Like a gated community, the HNW community is often surrounded by barriers to entry. You often need to buy a house in the right area, send your children to the right school or get into the right private club. All these come with stiff price tags. Developing an interest in wine can be a shortcut, because wine is a crossover category.
Here’s the secret: People who have a passion are often eager to share it with fellow enthusiasts. Why? Because they each understand what the other is talking about! They also have the “teacher gene,” meaning they are willing to share information with those having a sincere desire to learn.
You need to buy into the following logic: People do business with people they like. If you can get into the world of local wine enthusiasts, you can develop personal relationships that might lead to business.
Here are ten ways you can crack into this market segment.

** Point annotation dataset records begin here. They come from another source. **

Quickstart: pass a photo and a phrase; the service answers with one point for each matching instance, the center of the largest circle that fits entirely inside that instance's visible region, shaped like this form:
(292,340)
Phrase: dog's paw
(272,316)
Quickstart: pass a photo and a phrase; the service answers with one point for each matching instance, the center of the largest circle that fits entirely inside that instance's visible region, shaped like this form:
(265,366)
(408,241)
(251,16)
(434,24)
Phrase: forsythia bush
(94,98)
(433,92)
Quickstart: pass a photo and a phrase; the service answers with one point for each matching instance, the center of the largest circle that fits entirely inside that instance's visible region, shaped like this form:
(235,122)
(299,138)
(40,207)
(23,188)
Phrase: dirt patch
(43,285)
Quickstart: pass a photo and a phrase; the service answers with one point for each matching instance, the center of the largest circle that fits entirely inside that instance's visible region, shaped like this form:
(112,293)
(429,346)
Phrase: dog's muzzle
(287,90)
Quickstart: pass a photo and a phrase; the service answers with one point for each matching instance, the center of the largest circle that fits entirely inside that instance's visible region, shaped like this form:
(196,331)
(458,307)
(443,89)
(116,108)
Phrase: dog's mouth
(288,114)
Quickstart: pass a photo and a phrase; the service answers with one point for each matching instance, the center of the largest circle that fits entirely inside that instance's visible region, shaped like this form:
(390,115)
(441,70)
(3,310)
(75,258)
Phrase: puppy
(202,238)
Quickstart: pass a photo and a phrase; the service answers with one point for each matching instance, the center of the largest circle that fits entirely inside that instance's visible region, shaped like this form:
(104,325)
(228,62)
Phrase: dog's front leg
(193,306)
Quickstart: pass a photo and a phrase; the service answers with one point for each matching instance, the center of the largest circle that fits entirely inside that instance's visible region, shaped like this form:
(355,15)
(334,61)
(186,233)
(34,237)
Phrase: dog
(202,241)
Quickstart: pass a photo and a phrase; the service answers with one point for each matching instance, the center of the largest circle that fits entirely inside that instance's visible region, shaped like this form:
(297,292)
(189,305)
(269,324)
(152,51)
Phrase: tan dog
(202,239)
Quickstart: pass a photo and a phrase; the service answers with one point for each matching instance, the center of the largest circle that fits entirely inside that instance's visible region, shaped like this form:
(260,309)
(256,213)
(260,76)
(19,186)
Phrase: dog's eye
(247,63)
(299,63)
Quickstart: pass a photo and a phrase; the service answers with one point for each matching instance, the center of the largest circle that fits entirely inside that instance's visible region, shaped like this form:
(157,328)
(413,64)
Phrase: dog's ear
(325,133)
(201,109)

- Talk with your clients. Find out who are the serious wine fans. Sit down with each. Get them talking about their hobby. You have an interest and would like to learn more about fine wine. What do they suggest?
- Find a good wine merchant. Once you know what wine region or grape type is your favorite, connect with your local wine merchant and let them teach you. A generally accepted principal is three things are required to learn about wine: A bottle, a corkscrew and a glass. Buy what they suggest and give them feedback. You want them as an ally.
- Attend classes. Your local wine merchant can direct you to serious classes designed for people seeking to enter the industry or improve their personal knowledge. This should give you the opportunity to meet fellow enthusiasts.
- Ask about local wine clubs. You’ve developed a good relationship with your wine shop. You’ve gone to school. Now it’s known you are serious. Ask the wine shop if there are local clubs around. Can they give you an introduction? Be a silent student who is eager to learn. These clubs may have big personalities involved.
- Attend wine tastings. The club you joined and the store where you shop may organize tastings. Sometimes it’s an informal setup in the store where a winemaker pours tastes of their own wine. Other times it’s at a separate location, either setup like a trade show or a classroom where wines are placed in front of you. You are meeting like minded individuals. With luck, some of your wine loving clients are present.
- Try out new wine bars in town. Suggest this as an activity for one wine loving client at a time. Suggest they invite along a fellow wine fan. Establish everyone pays their own way. Sounds almost like a client/prospect dinner!
- Organize your own wine tastings as client events. Start off by having a long talk with your Compliance manager. Assuming it’s OK, structure an event setup classroom style at an offsite location. Get a wine professional to choose the wines and conduct the class. Invite your wine loving clients to attend. Ask them to bring a guest. Your wine shop owner might agree to be your expert.
- Read the Wine Spectator. Also Wine Advocate. Read Decanter too. These are the major publications. Everyone reads them and has an opinion about their reviews. You want to learn how to speak the language with them.
- Consider attending the big wine events. The Wine Spectator organizes the New York Wine Experience, now in it’s 40th year. It’s been described as “Comicon for wine.” Enough said. The three day event is very expensive, but you can buy tickets that only get you admission to the Grand Tasting. I went this year. The tickets were $ 500 for the two hour event, but they had 200+ wineries, many famous, each pouring one wine. It gives you something to talk about.
- Entertain with wine at home. Now you’ve established credentials. You can cultivate people by inviting them over for dinner, lunch, picnics or tastings. You get to know them, they get to like you. People do business with people they like.
Unlike many other HNW interests, wine appreciation is a HNW pursuit with comparatively low barriers to entry.